By NICHOLAS BAKALAR
Published: February 28, 2011
Alzheimer’s disease is more common in people whose mothers had the illness than in those whose fathers had it — and the evidence can be found in the brains of people who are still healthy.
Researchers studied 53 mentally healthy men and women over 60 years old. Ten had a father with Alzheimer’s, 11 a mother with the disease, and 32 had no family history of the illness. Each volunteer underwent an initial M.R.I. examination and was examined again two years later.
All the volunteers were still cognitively normal at the two-year point, but those with a family history of Alzheimer’s had significantly more brain atrophy than those without a family history. And even after controlling for age and sex, the deterioration was significantly greater in those with a maternal history of Alzheimer’s than in those with a paternal one.

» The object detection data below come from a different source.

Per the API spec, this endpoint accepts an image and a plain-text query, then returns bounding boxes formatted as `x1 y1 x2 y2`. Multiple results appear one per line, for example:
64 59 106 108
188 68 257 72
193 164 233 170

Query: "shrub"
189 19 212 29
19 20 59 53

The authors acknowledge that the study, published in Tuesday’s issue of Neurology, depended on volunteers reporting their parents’ illnesses accurately.
Still, the lead author, Robyn A. Honea of the University of Kansas, said scientists were getting closer to quantifying risk with brain scans. “The goal is to do a scan on someone before they get the disease and be able to tell if they’re at higher risk or starting to deteriorate,” she said. “Can we do that now? No. We need more and larger studies.”